La recherche d’un équilibre agro-pastoro-halieutique

Pour que les rivières puissent toujours accueillir les poissons, la faune et la flore témoins de biodiversité et de qualité sanitaire, pour que les pêcheurs puissent toujours fréquenter les rives de ces rivières, et pour que potabilisation, agriculture et halieutisme ne soient pas antinomiques, une coopération de tous les usagers de l’eau s’impose.

En effet, un mode d’exploitation des prés bordant les berges des ruisseaux de 1ère catégorie notamment, est hautement préjudiciable aux salmonidés et au bétail, par conséquent au pêcheur et à l’agriculteur : c’est le libre pacage, permettant la divagation jusque dans le lit mineur des cours d’eau.

On entend par pacage la stabulation libre en plein air. Cela consiste à entretenir des animaux sur les berges des ruisseaux en leur laissant le libre accès au lit du cours d’eau qui lui assure l’abreuvement nécessaire. L’affourragement quant à lui est assuré, en hiver, par une distribution au râtelier amovible.

Cette pratique entraîne de multiples conséquences

DES CONSEQUENCES ECOLOGIQUES :

Les unes sont peu visibles et constituent la pollution physique, chimique, microbiologique et parasitaire de l’eau par les matières sédimentaires fines remises en suspension, les urines et les selles.

Les autres sont particulièrement spectaculaires, il s’agit de la disparition de la ripisylve et de l’effondrement des berges par le piétinement et de l’envasement du lit du ruisseau, ce qui a pour conséquence le colmatage des radiers et la création d’une cressonnière.

Cet envasement interdit l’accès aux frayères et les endommage, perturbant la reproduction des truites et saumons. De plus il induit une sorte de marécage où les bovins, le plus souvent ne connaissent pas le confort nécessaire à une bonne production zootechnique.

DES DOMMAGES POUR LA TRUITE ET LES SAUMONS :

- cloisonnement du ruisseau interdisant l’accès aux frayères situées en amont.
- destruction des frayères par piétinement et colmatage vaseux du fond du ruisseau.
- atteinte à la qualité de l’eau impropre à la vie des salmonidés.

DES DOMMAGES POUR LES BOVINS :

Le ruisseau devient une source de contagion : un réservoir et un vecteur d’infections microbiennes transmises par l’eau polluée telles que :

  • Salmonelloses
  • Para tuberculoses
  • Colibacilloses
  • Leptospiroses
  • Brucelloses
 
 

De plus, les bovins sont exposés à une maladie parasitaire majeur : la Douve du foie. Cette maladie est due à l’accès des bovins à la cressonnière. En effet, la cressonnière est le biotope d’un escargot d’eau douce la Limnée. Celle-ci est l’hôte intermédiaire et le réservoir où se multiplient les larves de la Douve. Ces larves libres dans l’eau, iront se fixer sous les feuilles de cresson qui seront ingérées par les bovins. La Douve adulte se loge dans le foie et provoque des préjudices sanitaires et économiques que les agriculteurs connaissent bien. Les selles de bovin déféquées dans le ruisseau contaminent celui-ci, et le cycle recommence.

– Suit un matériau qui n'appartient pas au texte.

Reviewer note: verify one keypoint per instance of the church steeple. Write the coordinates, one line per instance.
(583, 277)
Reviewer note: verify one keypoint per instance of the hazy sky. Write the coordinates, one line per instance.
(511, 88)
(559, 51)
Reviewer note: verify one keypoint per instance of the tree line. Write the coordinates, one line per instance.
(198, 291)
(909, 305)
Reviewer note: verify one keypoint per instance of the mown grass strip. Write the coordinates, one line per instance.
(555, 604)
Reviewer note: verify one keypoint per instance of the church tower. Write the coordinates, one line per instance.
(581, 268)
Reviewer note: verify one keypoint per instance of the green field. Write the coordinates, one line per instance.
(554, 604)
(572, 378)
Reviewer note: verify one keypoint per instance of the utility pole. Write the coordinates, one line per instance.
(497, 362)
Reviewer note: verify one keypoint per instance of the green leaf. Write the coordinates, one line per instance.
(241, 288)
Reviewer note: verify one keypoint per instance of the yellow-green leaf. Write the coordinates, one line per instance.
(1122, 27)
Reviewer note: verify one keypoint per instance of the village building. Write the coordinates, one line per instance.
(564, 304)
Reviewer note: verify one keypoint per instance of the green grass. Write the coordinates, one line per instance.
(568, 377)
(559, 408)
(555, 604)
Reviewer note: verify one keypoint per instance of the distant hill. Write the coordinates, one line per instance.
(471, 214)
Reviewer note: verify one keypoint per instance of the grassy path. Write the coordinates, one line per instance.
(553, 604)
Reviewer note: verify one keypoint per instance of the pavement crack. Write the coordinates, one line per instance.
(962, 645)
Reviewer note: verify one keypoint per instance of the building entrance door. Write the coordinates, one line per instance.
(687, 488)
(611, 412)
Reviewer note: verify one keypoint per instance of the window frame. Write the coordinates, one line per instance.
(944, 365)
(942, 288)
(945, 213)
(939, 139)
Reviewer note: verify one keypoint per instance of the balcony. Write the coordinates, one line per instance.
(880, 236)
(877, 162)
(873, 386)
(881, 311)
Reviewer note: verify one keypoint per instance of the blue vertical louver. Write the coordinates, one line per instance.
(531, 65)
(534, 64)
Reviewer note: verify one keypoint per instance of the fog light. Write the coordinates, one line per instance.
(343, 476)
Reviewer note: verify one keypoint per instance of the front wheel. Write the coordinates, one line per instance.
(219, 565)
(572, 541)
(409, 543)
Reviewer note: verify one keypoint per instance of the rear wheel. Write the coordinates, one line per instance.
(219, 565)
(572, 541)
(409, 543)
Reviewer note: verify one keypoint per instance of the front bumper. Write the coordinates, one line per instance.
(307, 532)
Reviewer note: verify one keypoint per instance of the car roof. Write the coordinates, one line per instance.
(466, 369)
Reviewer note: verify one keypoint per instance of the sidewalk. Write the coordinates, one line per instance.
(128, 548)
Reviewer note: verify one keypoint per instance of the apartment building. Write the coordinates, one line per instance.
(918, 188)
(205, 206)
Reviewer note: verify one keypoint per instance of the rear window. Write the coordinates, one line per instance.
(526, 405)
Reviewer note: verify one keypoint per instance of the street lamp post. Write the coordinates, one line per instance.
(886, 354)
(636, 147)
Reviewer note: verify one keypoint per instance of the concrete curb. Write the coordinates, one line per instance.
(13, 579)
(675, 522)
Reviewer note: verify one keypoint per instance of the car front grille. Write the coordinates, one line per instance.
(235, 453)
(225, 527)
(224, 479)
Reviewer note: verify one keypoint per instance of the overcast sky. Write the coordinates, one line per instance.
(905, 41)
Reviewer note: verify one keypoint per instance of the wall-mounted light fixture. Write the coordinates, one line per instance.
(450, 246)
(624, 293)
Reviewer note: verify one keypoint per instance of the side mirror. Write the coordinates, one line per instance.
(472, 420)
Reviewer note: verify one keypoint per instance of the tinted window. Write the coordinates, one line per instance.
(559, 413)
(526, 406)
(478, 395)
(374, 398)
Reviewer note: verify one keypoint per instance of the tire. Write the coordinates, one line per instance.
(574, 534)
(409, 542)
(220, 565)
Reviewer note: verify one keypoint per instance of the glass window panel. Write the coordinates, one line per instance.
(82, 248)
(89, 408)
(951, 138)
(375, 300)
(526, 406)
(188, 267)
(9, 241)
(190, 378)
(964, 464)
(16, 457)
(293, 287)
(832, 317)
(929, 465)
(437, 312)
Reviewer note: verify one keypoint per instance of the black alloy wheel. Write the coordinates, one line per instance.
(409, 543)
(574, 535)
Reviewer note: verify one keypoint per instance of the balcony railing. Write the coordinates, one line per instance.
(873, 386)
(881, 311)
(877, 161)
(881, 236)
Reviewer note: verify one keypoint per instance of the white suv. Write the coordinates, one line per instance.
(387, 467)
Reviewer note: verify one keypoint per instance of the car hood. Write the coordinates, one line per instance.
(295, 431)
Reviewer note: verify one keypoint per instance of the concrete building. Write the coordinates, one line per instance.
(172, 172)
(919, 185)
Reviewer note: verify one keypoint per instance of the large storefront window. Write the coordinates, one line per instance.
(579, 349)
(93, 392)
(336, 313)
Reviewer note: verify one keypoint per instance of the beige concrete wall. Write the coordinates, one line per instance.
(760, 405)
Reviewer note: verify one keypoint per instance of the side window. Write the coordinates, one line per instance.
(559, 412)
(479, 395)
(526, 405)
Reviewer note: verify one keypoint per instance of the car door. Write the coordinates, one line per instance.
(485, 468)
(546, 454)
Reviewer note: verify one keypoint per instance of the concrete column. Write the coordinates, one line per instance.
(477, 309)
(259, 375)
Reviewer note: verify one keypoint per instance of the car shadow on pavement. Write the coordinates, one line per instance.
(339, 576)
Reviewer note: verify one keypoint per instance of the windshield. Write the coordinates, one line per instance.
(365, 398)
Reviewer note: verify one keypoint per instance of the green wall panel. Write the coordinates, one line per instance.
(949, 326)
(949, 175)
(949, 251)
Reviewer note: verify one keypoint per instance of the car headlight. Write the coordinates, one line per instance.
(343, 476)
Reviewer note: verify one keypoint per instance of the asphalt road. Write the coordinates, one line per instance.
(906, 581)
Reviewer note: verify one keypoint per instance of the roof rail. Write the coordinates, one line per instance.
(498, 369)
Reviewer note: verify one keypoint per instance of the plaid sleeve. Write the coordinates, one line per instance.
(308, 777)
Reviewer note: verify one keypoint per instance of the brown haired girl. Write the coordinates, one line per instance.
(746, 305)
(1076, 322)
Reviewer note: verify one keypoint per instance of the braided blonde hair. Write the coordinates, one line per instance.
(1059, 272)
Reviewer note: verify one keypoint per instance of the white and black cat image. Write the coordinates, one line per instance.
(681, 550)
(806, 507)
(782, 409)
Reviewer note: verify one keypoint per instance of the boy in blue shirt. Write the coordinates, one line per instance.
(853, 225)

Il y a donc atteinte à la qualité de l’eau qui devient impropre à l’abreuvement du bétail.

DES DOMMAGES POUR LES HOMMES

La qualité de l’eau est rendue impropre à la vie piscicole et à la potabilisation.

Les nombreuses maladies animales citées précédemment, sont, pour la plus part, des Zoonoses, c’est-à-dire qu’elles sont transmissibles à l'Homme.

CONCLUSION

Ce mode d’entretien en divagation non contrôlée dans le ruisseau est réciproquement préjudiciable. Il induit des incidences biologiques délétères :

Recrutement perturbé ou dégradé par colmatage des frayères pour les salmonidés,

Infestations parasitaires

Infections pour les bovins et les humains.

LA SOLUTION ?

Une batterie de mesures s’impose pour pallier à cet état. Un bénéfice rapide résultera des mesures de restauration adéquates misent en place telles que :
- Abreuvoirs spécifiques
- Clôtures protégeant la ripisylve et interdisant l’accès continu des bovins au ruisseau
- Ponts passerelles
- Passages pour pêcheurs et exploitants

Ces aménagements spécifiques assurent la protection réciproque des animaux et l’amélioration des peuplements et des habitats piscicoles, faunistiques et floristiques ainsi que la qualité de l’eau.

Dans cet objectif, la coopération de tous s’impose.